Seseorang yang dia betul-betul jujur dalam keikhlasannya, ia
mencintai untuk menyembunyikan kebaikannya sebagaimana ia menyembunyikan
kejelekannya. Maka dari itu wahai saudaraku, marilah kita berusaha
untuk membiasakan diri menyembunyikan kebaikan-kebaikan kita, karena
ketahuilah, hal tersebut lebih dekat dengan keikhlasan.
Memandang rendah amal kebaikan yang kita lakukan dapat mendorong kita
agar amal perbuatan kita tersebut lebih ikhlas. Di antara bencana yang
dialami seorang hamba adalah ketika ia merasa ridha dengan amal kebaikan
yang dilakukan, di mana hal ini dapat menyeretnya ke dalam perbuatan ujub
(berbangga diri) yang menyebabkan rusaknya keikhlasan. Semakin ujub
seseorang terhadap amal kebaikan yang ia lakukan, maka akan semakin
kecil dan rusak keikhlasan dari amal tersebut, bahkan pahala amal
kebaikan tersebut dapat hilang sia-sia. Sa’id bin Jubair berkata, “Ada
orang yang masuk surga karena perbuatan maksiat dan ada orang yang masuk
neraka karena amal kebaikannya”. Ditanyakan kepadanya “Bagaimana hal
itu bisa terjadi?”. Beliau menjawab, “seseorang melakukan perbuatan
maksiat, ia pun senantiasa takut terhadap adzab Allah akibat perbuatan
maksiat tersebut, maka ia pun bertemu Allah dan Allah pun mengampuni
dosanya karena rasa takutnya itu, sedangkan ada seseorang yang dia
beramal kebaikan, ia pun senantiasa bangga terhadap amalnya tersebut,
maka ia pun bertemu Allah dalam keadaan demikian, maka Allah pun
memasukkannya ke dalam neraka.”
Allah berfirman:
وَالَّذِينَ يُؤْتُونَ مَا آتَوْا وَقُلُوبُهُمْ وَجِلَةٌ أَنَّهُمْ إِلَى رَبِّهِمْ رَاجِعُونَ
“Dan orang-orang yang memberikan apa yang telah mereka berikan,
dengan hati yang takut, (karena mereka tahu bahwa) Sesungguhnya mereka
akan kembali kepada Tuhan mereka.” (QS. Al Mu’minun: 60)

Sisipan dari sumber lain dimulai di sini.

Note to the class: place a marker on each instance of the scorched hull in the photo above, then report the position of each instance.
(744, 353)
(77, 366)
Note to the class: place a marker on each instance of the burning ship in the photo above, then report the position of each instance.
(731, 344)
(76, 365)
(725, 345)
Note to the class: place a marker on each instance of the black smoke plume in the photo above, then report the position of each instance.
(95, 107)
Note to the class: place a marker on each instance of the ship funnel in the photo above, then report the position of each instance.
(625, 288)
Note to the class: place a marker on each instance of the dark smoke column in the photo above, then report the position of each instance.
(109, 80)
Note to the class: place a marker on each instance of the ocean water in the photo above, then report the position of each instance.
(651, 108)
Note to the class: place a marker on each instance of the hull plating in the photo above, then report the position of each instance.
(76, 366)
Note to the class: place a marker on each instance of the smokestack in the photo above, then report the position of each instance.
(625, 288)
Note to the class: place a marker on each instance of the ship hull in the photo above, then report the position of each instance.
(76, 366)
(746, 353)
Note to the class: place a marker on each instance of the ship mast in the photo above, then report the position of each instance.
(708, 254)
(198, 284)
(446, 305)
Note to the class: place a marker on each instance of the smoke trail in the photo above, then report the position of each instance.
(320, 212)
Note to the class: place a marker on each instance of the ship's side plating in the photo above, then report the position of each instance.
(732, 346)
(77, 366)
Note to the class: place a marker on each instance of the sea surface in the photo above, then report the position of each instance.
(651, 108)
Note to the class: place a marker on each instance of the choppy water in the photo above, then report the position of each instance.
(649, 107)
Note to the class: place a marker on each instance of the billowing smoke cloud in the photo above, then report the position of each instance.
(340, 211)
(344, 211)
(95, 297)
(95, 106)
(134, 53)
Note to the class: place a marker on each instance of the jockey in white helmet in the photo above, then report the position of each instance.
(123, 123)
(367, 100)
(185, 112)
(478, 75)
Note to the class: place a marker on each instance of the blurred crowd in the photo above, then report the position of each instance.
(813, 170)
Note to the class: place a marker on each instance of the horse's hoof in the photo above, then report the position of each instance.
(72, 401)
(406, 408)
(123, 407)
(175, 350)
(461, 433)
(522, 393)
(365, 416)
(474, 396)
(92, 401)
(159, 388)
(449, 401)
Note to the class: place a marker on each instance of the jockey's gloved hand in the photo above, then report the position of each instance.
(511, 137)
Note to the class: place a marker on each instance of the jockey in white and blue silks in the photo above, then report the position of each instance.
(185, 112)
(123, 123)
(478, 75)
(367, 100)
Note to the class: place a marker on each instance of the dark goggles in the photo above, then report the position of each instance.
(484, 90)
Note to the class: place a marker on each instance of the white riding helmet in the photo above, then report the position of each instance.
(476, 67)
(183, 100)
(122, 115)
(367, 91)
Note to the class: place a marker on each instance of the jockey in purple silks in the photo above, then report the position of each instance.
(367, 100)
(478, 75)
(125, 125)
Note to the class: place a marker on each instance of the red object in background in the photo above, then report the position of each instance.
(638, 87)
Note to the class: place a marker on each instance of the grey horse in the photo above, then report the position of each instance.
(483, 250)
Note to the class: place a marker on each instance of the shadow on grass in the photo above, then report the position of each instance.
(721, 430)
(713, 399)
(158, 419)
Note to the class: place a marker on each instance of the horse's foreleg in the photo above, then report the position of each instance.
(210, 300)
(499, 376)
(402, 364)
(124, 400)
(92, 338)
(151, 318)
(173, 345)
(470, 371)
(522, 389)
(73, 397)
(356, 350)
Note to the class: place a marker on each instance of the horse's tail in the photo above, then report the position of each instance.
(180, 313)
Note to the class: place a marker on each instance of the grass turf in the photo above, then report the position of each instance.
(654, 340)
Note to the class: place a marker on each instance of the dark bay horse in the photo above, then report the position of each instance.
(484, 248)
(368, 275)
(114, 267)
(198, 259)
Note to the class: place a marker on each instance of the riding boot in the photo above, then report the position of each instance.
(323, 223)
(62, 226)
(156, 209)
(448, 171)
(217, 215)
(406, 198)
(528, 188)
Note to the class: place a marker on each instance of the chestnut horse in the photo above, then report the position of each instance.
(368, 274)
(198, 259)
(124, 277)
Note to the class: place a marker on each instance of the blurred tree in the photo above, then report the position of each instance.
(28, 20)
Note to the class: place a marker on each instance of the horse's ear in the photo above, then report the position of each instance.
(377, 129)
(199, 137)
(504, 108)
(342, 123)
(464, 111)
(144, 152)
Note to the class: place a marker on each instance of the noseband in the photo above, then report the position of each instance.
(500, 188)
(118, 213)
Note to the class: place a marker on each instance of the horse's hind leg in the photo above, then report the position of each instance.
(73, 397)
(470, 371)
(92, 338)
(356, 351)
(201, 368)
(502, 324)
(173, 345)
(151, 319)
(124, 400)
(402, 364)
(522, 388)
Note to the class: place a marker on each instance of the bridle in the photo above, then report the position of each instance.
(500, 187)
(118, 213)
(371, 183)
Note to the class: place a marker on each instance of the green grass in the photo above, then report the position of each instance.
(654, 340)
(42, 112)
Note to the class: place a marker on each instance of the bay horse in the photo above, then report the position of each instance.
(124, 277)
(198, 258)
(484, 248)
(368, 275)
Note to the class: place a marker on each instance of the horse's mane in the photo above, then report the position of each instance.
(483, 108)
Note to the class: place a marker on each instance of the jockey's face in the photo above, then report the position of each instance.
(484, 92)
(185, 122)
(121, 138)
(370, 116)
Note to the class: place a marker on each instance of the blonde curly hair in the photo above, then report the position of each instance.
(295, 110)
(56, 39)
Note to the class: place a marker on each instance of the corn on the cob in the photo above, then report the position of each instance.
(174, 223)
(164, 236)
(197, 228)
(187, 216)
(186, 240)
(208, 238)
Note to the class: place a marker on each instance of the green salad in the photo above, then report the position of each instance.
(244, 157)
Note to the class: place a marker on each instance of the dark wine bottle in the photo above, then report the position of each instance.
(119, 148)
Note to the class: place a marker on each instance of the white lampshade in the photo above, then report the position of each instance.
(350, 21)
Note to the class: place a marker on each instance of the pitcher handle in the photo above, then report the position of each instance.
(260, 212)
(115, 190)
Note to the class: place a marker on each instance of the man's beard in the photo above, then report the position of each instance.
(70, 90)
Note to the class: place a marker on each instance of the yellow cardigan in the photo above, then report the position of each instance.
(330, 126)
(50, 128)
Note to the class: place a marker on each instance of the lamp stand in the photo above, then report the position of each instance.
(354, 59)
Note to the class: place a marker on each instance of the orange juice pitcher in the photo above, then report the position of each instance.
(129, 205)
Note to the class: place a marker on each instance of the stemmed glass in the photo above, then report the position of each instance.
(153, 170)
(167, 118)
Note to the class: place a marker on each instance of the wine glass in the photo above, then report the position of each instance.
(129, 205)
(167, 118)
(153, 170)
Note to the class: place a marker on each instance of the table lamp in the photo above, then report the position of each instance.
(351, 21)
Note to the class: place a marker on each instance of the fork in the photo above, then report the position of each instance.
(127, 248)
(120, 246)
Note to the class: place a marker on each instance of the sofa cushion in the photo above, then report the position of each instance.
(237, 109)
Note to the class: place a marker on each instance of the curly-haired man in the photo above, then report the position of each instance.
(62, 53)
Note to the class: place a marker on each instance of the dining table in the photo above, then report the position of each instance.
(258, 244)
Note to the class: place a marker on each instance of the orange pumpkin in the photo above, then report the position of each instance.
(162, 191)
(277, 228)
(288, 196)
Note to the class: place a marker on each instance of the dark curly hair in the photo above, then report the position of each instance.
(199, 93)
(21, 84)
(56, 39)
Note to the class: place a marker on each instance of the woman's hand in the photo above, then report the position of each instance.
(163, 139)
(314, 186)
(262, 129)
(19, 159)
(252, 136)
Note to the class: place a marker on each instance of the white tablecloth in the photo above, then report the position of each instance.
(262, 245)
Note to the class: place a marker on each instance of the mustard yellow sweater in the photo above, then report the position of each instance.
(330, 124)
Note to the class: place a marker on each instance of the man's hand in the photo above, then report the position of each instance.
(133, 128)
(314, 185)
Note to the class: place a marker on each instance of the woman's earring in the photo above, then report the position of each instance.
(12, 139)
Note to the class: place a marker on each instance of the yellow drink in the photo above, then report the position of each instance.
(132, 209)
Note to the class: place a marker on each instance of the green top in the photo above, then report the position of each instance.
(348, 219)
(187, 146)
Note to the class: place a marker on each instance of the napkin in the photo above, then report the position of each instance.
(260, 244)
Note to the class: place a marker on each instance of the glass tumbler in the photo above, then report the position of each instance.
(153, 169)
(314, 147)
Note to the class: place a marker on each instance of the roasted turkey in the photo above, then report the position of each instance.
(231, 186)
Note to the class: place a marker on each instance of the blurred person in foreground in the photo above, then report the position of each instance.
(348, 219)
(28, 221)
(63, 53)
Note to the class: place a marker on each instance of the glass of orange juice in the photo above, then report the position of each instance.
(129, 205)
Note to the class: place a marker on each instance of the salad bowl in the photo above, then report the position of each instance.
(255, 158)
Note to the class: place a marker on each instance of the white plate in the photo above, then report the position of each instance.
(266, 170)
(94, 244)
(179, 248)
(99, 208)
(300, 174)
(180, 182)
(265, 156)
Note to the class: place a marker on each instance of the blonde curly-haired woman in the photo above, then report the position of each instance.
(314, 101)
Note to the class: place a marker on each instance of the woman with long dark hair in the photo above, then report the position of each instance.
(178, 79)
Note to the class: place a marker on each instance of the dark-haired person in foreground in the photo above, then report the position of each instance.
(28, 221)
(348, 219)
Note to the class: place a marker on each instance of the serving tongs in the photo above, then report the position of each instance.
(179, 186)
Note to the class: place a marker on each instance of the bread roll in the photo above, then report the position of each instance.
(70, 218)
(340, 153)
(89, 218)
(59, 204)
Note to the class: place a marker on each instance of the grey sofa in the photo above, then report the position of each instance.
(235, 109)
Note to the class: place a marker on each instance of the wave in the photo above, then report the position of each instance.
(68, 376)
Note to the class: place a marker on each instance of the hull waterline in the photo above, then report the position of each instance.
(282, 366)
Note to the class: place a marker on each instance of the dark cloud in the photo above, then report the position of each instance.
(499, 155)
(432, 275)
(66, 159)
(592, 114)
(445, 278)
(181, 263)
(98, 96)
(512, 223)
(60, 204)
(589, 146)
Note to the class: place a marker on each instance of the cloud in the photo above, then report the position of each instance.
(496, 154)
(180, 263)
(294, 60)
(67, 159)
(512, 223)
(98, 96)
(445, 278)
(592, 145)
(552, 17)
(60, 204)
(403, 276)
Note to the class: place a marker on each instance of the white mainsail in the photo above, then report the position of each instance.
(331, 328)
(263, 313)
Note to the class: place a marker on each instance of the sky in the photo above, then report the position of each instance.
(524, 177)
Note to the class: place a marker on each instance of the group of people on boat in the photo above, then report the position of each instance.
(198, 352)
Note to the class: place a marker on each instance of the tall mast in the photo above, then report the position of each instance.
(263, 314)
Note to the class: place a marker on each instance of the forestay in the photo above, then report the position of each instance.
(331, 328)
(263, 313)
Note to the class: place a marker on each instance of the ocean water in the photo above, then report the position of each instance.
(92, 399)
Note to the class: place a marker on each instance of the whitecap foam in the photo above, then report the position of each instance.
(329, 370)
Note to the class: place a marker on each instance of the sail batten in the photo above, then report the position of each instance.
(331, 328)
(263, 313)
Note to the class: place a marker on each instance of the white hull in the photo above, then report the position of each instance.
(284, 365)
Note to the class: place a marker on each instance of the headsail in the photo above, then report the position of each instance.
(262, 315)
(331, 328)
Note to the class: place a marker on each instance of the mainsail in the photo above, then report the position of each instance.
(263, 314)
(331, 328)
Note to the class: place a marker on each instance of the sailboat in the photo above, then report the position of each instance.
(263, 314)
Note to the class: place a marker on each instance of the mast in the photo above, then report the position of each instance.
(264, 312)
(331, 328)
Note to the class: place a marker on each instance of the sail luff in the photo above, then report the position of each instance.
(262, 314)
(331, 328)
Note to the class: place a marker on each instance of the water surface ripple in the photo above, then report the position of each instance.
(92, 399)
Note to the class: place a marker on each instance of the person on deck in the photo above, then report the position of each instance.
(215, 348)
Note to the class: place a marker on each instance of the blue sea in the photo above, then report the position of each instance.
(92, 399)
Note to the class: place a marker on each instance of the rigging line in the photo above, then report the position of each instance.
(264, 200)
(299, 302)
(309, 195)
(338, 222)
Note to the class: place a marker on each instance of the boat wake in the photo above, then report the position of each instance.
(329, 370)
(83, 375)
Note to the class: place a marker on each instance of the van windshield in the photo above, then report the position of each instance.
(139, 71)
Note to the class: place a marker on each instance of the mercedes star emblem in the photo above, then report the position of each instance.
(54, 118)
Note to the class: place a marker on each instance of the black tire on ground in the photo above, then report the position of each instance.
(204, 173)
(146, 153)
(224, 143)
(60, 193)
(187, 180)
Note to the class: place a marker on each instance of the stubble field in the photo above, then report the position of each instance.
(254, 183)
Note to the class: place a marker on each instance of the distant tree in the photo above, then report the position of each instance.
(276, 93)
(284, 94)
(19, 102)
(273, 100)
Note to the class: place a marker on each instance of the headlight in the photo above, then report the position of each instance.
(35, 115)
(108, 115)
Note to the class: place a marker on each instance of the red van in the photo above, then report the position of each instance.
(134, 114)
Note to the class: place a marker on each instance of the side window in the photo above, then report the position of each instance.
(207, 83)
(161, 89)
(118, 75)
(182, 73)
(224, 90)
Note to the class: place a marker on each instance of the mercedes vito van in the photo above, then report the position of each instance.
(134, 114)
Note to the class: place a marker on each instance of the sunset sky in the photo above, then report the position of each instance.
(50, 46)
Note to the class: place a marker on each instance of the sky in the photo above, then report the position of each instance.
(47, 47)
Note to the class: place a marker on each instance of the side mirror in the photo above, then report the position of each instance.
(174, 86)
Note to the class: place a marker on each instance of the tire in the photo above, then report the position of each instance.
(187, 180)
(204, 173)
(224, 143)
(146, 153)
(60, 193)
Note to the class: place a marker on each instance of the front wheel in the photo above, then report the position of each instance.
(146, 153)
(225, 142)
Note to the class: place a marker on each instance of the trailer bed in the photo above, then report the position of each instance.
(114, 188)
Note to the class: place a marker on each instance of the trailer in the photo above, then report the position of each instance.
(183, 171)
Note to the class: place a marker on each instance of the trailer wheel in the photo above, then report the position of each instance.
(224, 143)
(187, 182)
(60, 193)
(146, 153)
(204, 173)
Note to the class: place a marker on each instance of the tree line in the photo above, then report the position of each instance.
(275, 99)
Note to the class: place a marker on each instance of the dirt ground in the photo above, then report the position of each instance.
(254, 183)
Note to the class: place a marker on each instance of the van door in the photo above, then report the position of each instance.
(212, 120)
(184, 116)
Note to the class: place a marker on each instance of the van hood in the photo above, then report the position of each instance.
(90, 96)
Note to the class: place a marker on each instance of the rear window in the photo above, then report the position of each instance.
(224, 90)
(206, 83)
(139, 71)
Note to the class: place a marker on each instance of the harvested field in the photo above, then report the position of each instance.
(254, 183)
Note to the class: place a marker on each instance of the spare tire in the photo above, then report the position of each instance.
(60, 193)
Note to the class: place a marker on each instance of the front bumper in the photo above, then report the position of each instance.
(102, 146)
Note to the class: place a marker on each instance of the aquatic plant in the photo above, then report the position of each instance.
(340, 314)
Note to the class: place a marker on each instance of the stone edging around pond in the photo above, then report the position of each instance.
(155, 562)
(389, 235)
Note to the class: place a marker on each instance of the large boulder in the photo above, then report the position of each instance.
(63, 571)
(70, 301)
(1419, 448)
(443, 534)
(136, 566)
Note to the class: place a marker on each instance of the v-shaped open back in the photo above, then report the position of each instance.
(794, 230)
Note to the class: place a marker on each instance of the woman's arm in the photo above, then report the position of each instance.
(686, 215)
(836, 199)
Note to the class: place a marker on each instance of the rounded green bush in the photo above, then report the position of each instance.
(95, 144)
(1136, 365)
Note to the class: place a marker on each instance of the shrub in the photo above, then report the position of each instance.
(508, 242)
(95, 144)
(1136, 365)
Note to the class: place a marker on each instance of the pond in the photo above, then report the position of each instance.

Pada ayat ini Allah menjelaskan bahwa di antara sifat-sifat orang
mukmin adalah mereka yang memberikan suatu pemberian, namun mereka takut
akan tidak diterimanya amal perbuatan mereka tersebut (Tafsir Ibnu Katsir).
Hal semakna juga telah dijelaskan oleh Rasulullah shallallahu alaihi wa sallam yang
diriwayatkan dari Aisyah ketika beliau bertanya kepada Rasulullah
tentang makna ayat di atas. Ummul Mukminin Aisyah berkata, “Wahai
Rasulullah apakah yang dimaksud dengan ayat, “Dan orang-orang yang
memberikan apa yang telah mereka berikan, dengan hati yang takut,
(karena mereka tahu bahwa) Sesungguhnya mereka akan kembali kepada Tuhan
mereka” adalah orang yang mencuri, berzina dan meminum khamr kemudian ia takut terhadap Allah? Maka Rasulullah pun menjawab:
Tidak wahai putri Abu Bakar Ash Shiddiq, yang dimaksud dengan ayat itu
adalah mereka yang shalat, puasa, bersedekah namun mereka takut tidak
diterima oleh Allah.” (HR. Tirmidzi dengan sanad shahih )
Ya saudaraku, di antara hal yang dapat membantu kita untuk ikhlas
adalah ketika kita takut akan tidak diterimanya amal kebaikan kita oleh
Allah. Karena sesungguhnya keikhlasan itu tidak hanya ada ketika kita
sedang mengerjakan amal kebaikan, namun keikhlasan harus ada baik
sebelum maupun sesudah kita melakukan amal kebaikan. Apalah artinya
apabila kita ikhlas ketika beramal, namun setelah itu kita merasa hebat
dan bangga karena kita telah melakukan amal tersebut. Bukankah pahala
dari amal kebaikan kita tersebut akan hilang dan sia-sia? Bukankah
dengan demikian amal kebaikan kita malah tidak akan diterima oleh Allah?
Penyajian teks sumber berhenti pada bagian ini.